Member of the Maryland House of Delegates from the Harford County district
- In office 1951–1954 Serving with J. Rush Baldwin, William S. James, Mary E. W. Risteau

Personal details
- Born: A. Freeborn Brown III February 4, 1915 Havre de Grace, Maryland, U.S.
- Died: July 25, 1998 (aged 83) Bel Air, Maryland, U.S.
- Party: Democratic
- Spouse: Catherine T. Healy ​(m. 1943)​
- Children: 6
- Education: Loyola College
- Alma mater: University of Maryland University of Maryland School of Law
- Occupation: Politician; lawyer;

= A. Freeborn Brown =

American politician and lawyer (1915–1998)

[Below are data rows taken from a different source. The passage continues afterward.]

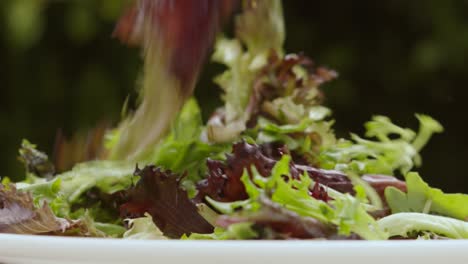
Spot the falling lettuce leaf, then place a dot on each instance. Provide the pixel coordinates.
(261, 29)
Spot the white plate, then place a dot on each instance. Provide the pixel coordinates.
(65, 250)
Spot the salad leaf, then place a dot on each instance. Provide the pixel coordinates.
(407, 224)
(19, 215)
(143, 228)
(183, 150)
(276, 222)
(36, 162)
(159, 194)
(237, 231)
(261, 29)
(68, 188)
(386, 154)
(423, 199)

A. Freeborn Brown III (February 4, 1915 – July 25, 1998) was an American politician and lawyer from Maryland. He served as a member of the Maryland House of Delegates, representing Harford County, from 1951 to 1954.

==Early life==
A. Freeborn Brown III was born on February 4, 1915, in Havre de Grace, Maryland, to A. Freeborn Brown. His father was a Baltimore lawyer and served as city attorney in Havre de Grace. Brown attended public school in Havre de Grace and graduated from Loyola High School in 1933. He attended Loyola College and graduated from the University of Maryland in 1937. He graduated from the University of Maryland School of Law in 1941.

==Career==
In 1940, Brown joined his father's law practice on Main Street in Bel Air, Maryland. During World War II, Brown served as a counterintelligence officer and was stationed in Europe. Brown practiced law with Brown, Brown and Brown until around 1996. In the 1970s, Brown served as city attorney of Havre de Grace.

Brown was a Democrat. He served as a member of the Maryland House of Delegates, representing Harford County, from 1951 to 1954.

==Personal life==
Brown married Catherine T. Healy in 1943. They had four sons and two daughters, Augustus F. IV, J. Patrick, Thomas F., Michael D., Mary Louise and Teresa. Brown moved from Havre de Grace to Bel Air in 1984.

Brown died on July 25, 1998, at his home in Bel Air.